I made this nice little prop set a few years ago and then sold it on eBay. I was quite pleased with the way it turned out. I have always intended to make more of them, but so far I haven't. Possibly because it didn't sell for as much as I had hoped. Also, all that carving is time consuming, and I have a very limited attention span. ...And I hate repeating things. I get bored when I try to repeat something I have already done.
The set consisted of three parts, a box, a bottle of ichor and a scroll. The scroll was printed on 8.5"x14" paper and it was weathered and distressed in my usual fashion, with a few burnt edges and a drop or two of blood (Dragon's Blood ink). It featured text in the Lovecraft font and several seals from my Book of IOZ. I can't remember if the text was gibberish or if it was cut and pasted from an actual occult text (as some of my pages are). It's been a long time. In any event, the scroll was created as a visual prop, and held no intrinsic significance.

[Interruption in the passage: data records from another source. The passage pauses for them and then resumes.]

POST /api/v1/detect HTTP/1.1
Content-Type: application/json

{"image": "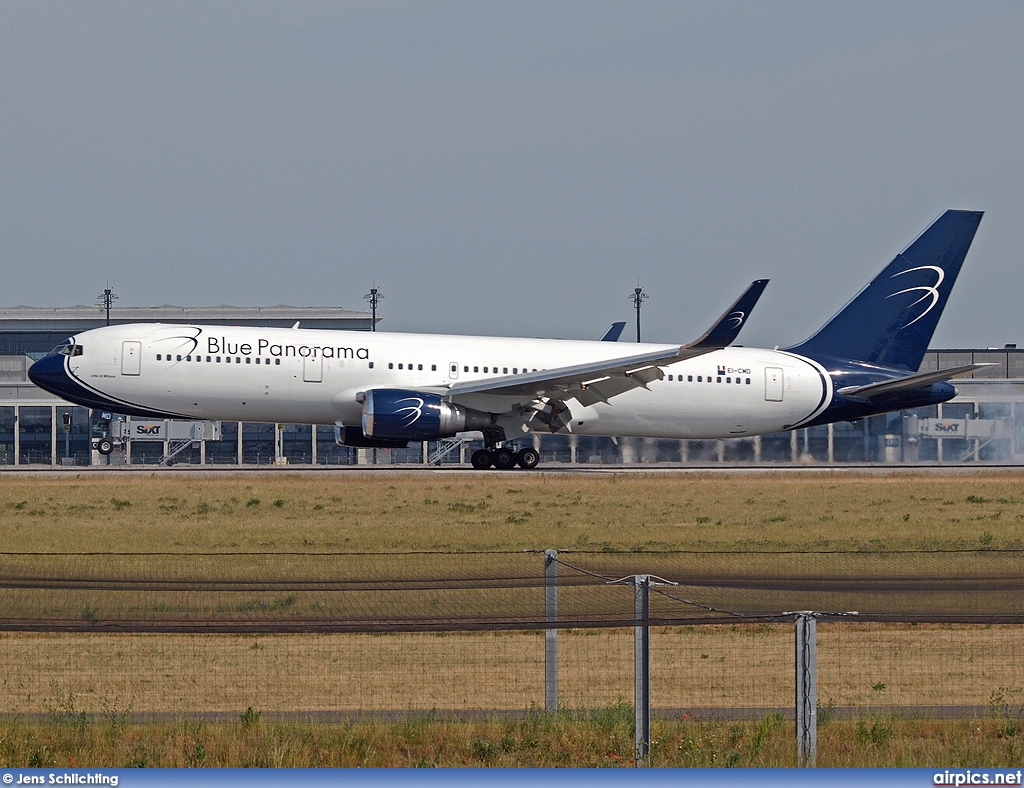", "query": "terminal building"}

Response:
[0,306,1024,467]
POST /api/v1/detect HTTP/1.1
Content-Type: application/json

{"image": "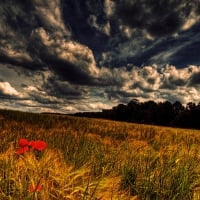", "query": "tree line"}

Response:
[74,99,200,129]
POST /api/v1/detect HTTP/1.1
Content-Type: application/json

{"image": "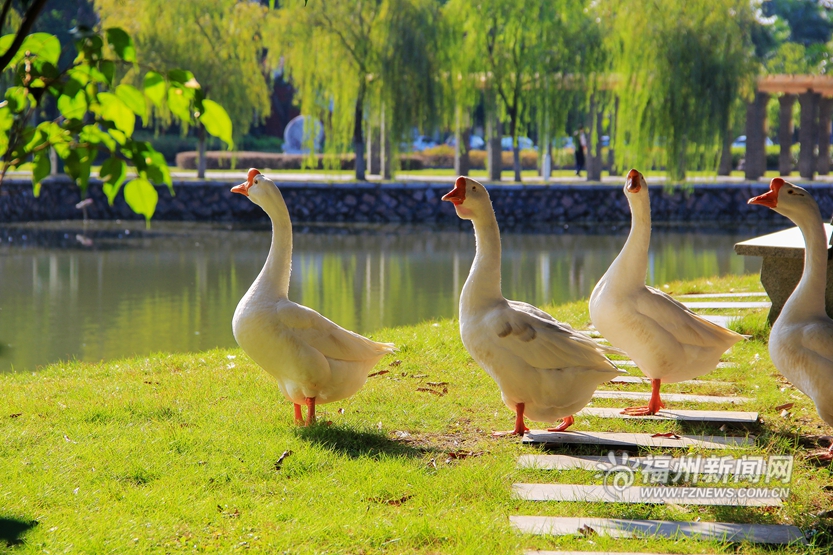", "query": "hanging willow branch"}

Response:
[602,0,756,181]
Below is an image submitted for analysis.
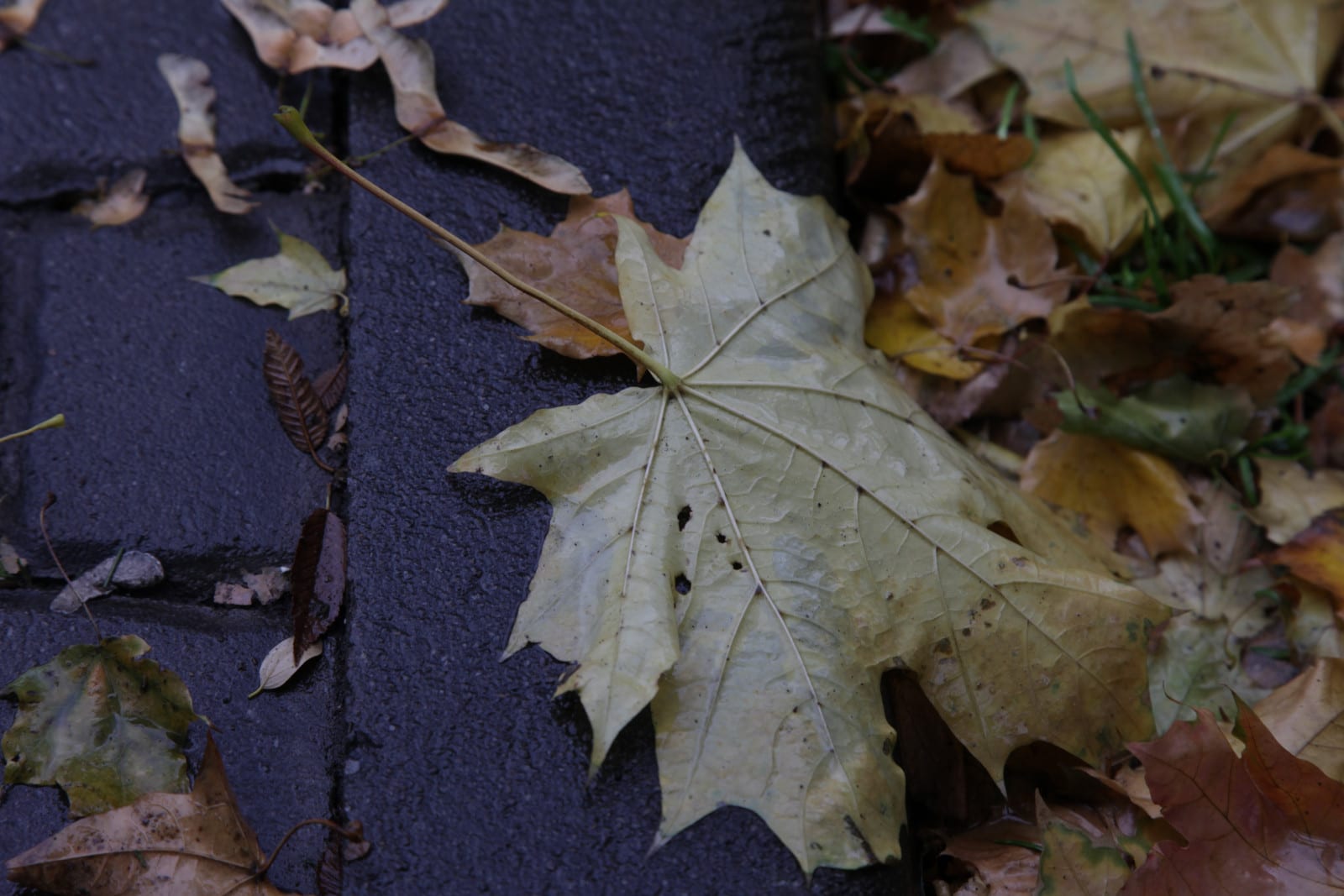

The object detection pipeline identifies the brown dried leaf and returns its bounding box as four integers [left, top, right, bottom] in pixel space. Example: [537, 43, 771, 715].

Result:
[72, 168, 150, 230]
[1024, 128, 1171, 257]
[289, 508, 345, 663]
[896, 161, 1068, 347]
[459, 190, 687, 358]
[1255, 657, 1344, 780]
[262, 329, 331, 470]
[1265, 511, 1344, 616]
[5, 733, 309, 896]
[0, 0, 47, 50]
[313, 352, 349, 416]
[159, 52, 257, 215]
[1308, 385, 1344, 469]
[223, 0, 448, 74]
[349, 0, 591, 195]
[1122, 701, 1344, 896]
[1021, 432, 1201, 556]
[943, 818, 1040, 896]
[1149, 274, 1297, 407]
[887, 29, 1003, 99]
[1246, 457, 1344, 544]
[1268, 233, 1344, 322]
[1201, 144, 1344, 239]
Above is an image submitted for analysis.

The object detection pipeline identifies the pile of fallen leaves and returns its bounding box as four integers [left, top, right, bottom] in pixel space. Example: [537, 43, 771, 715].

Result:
[811, 0, 1344, 893]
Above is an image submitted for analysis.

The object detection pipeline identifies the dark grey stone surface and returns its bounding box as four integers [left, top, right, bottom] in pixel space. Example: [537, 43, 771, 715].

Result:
[0, 585, 341, 893]
[0, 0, 328, 203]
[0, 191, 341, 583]
[341, 0, 898, 893]
[0, 0, 912, 894]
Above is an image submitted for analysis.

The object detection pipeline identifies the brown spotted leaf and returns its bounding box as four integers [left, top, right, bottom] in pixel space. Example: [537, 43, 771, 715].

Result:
[289, 508, 345, 663]
[5, 735, 312, 896]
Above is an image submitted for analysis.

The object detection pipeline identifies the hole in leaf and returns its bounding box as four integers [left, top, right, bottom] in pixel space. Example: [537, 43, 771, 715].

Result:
[988, 520, 1026, 547]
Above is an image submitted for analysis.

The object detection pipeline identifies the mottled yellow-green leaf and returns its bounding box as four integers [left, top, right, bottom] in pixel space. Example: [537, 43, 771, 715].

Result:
[191, 228, 349, 320]
[1037, 820, 1133, 896]
[0, 636, 199, 817]
[453, 149, 1164, 871]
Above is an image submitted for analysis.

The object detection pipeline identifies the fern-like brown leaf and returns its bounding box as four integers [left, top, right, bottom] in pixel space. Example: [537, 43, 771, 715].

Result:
[313, 354, 349, 414]
[262, 329, 332, 473]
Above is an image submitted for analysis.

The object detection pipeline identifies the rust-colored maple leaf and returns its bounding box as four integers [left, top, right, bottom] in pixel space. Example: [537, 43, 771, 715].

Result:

The box was about 3"x3"x5", roughly, and was made of bass wood (the common kind of unfinished box you can get at a craft store) with brass hinges and clasp. I stained the whole thing dark brown (American Walnut) inside and out. Then I penciled in glyphs on all sides (except the bottom). The glyphs were also chosen for their visual appeal, and hold no particular significance. The central design on the top of the box is the Seal of Cthigla, which I pulled from my Book of IOZ mythos. The glyphs were engraved using a Dremel tool, then blackened with a Sharpie marker. I gave the thing a few random knocks with a hammer to make it look a little distressed and aged, then I put a top coat on it. I can't remember if the top coat was a polyacrylic varnish or if it was boiled linseed oil. I know I did a box similar to this and finished it with linseed oil as an experiment, but I'm not sure if this was that box.
The glass bottle was one that I got in an odd lot from a wholesale club called "The Flower Factory". I used my Dremel tool to engrave glyphs all around the top and bottom of the bottle, and also one large glyph on the side. The central glyph is the "Sigil of Abn-Sur". It is another glyph of my own devising that has become part of my own little sub-Mythos and that I have incorporated into many of my props. The bottle was then filled with water that was colored (I can't remember exactly what I used to color it, but I think it was green food coloring with some dissolved yellow acrylic paint thrown in) for effect. The bottle had no stopper of its own, so I used a cork. I held the cork in the flame of a butane lighter for a few seconds, then rubbed it with my hands to give it an aged and deteriorated look. Then I tied hemp twine (the kind used for hippie jewelry) around the neck of the bottle and across the cork to act as a primitive seal. I rubbed a little Dragon's blood ink and some soot from the burnt cork into the twine after it was wrapped to make it look ancient and dirty. The bottle fit into the box perfectly. I folded the scroll up and wrapped it around the bottle so it all fit nicely inside the box.
I was disappointed in the price it fetched on eBay (only around $20), but otherwise I liked this prop very much. It was just too labor intensive to make more of them if they weren't going to sell for more than that.